Acórdão nº 04S4230 de Supremo Tribunal de Justiça (Portugal), 07 de Dezembro de 2005

Magistrado ResponsávelPINTO HESPANHOL
Data da Resolução07 de Dezembro de 2005
EmissorSupremo Tribunal de Justiça (Portugal)

Acordam na Secção Social do Supremo Tribunal de Justiça: I 1. "A", B e C intentaram, separadamente, acções declarativas, com processo comum, contra o ESTADO PORTUGUÊS, alegando que, em Setembro de 1994, foram admitidas ao serviço da Direcção-Geral de Viação, adiante designada por DGV, mediante um denominado «contrato de avença», nos termos do qual se comprometeram a prestar àquela entidade serviços de consultadoria e a elaborar pareceres nos processos de contra-ordenação relativos às infracções estradais.

Em resumo, aduzem que, ao contrário do que era de esperar em face da denominação daquele contrato, ficaram subordinadas a um verdadeiro contrato de trabalho, sem qualquer autonomia no desempenho das suas funções.

Com efeito, na execução desse contrato, não tinham qualquer poder decisório uma vez que era a DGV quem lhes indicava as tarefas a realizar, o volume e natureza dos processos a tratar, lhes impunha os modelos das propostas a formular e controlava a quantidade do trabalho produzido; por outro lado, todo o trabalho tinha que ser realizado nas instalações da DGV, num horário pré-estabelecido e com os instrumentos de trabalho, nomeadamente informático, que lhes eram facultados exclusivamente por aquela entidade.

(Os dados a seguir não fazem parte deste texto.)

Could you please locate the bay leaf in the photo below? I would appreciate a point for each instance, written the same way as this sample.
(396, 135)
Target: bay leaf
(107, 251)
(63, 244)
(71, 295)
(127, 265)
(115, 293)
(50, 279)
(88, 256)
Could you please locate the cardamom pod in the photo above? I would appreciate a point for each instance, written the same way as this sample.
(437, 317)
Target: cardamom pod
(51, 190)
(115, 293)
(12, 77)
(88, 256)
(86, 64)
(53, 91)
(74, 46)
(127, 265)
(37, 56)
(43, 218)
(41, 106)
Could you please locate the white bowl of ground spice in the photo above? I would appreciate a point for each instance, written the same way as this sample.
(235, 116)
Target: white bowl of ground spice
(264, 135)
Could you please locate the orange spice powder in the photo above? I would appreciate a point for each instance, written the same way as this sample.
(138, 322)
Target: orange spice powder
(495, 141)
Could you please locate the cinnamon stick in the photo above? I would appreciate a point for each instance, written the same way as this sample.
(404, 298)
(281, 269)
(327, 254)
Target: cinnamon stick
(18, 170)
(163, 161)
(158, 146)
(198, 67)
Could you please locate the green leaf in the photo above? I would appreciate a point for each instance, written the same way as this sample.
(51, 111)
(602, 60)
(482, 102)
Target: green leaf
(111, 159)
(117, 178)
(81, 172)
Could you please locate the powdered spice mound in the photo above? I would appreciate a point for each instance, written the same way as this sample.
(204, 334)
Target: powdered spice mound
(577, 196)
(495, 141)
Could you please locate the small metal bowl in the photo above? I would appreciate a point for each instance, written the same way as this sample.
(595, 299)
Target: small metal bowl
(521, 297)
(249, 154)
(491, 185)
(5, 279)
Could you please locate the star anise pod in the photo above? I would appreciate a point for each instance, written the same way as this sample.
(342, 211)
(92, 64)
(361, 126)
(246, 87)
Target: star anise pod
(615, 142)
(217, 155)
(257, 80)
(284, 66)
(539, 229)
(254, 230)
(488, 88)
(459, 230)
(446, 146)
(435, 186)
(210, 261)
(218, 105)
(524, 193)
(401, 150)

Foi-lhes ainda imposta, como condição para a sua admissão, uma formação específica prévia ministrada pela DGV ou por indicação desta. Além dos pareceres, ainda cumpriam outras tarefas acessórias relacionadas com a elaboração de ofícios destinados ao correcto processamento dos autos que lhes eram distribuídos.

Por estas razões fundamentais, defendem que mantiveram com a DGV um contrato de trabalho subordinado, que se converteu em contrato de trabalho por tempo indeterminado, por ter sido ultrapassado o prazo legal permitido para as renovações dos contratos a termo certo.

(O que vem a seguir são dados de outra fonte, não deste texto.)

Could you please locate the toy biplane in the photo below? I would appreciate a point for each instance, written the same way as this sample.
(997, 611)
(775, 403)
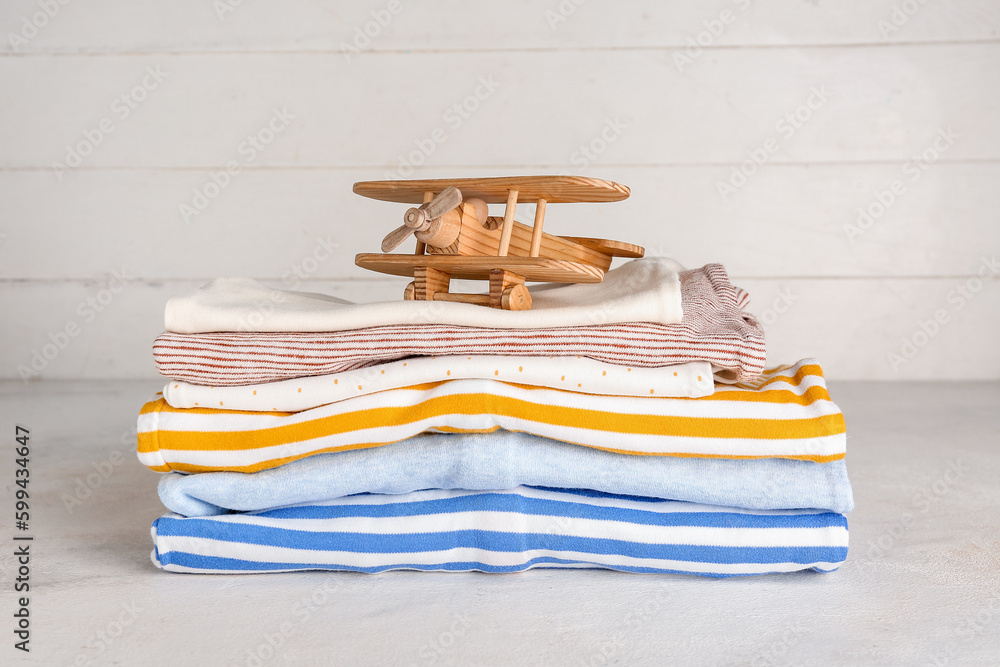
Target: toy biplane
(457, 238)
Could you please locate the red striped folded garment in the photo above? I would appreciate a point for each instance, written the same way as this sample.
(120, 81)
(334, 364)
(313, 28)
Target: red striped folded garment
(714, 328)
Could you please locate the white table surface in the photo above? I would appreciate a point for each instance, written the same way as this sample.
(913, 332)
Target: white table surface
(921, 585)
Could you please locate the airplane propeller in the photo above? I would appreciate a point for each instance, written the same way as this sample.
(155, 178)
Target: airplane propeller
(417, 220)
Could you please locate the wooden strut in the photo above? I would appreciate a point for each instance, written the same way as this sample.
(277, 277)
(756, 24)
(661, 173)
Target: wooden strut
(536, 229)
(507, 289)
(508, 223)
(428, 195)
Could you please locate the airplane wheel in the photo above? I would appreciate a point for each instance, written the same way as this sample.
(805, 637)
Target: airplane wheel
(516, 298)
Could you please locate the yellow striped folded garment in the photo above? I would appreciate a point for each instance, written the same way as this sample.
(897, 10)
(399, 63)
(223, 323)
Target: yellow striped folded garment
(785, 413)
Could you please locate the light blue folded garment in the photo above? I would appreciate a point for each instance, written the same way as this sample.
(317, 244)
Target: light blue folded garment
(505, 460)
(503, 531)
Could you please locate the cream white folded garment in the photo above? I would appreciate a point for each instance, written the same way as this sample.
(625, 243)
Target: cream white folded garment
(643, 290)
(579, 374)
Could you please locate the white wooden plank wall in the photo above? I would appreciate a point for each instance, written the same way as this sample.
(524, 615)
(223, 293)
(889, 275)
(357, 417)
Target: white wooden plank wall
(114, 114)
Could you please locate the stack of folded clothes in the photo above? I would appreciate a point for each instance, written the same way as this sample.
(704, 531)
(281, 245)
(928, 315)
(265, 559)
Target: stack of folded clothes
(627, 425)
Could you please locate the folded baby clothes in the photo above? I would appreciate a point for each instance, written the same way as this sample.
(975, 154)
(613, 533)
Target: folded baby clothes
(691, 380)
(503, 531)
(715, 328)
(639, 290)
(505, 460)
(787, 413)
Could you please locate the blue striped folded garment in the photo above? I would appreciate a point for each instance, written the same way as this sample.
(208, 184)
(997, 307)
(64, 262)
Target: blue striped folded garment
(503, 531)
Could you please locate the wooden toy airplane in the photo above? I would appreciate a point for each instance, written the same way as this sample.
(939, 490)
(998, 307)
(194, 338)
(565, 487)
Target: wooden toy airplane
(457, 238)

As autoras A e C consideram também que foram despedidas através da carta que lhes foi remetida pela DGV em 11 de Julho de 2001, despedimento que reputam ilícito, por não ser precedido de processo disciplinar e não haver justa causa.

Alegam, ainda, que lhes foi sempre negado o direito a férias e ao respectivo subsídio, bem como o subsídio de Natal e que sofreram diversos danos não patrimoniais que enunciam, pelos quais pretendem ser indemnizadas.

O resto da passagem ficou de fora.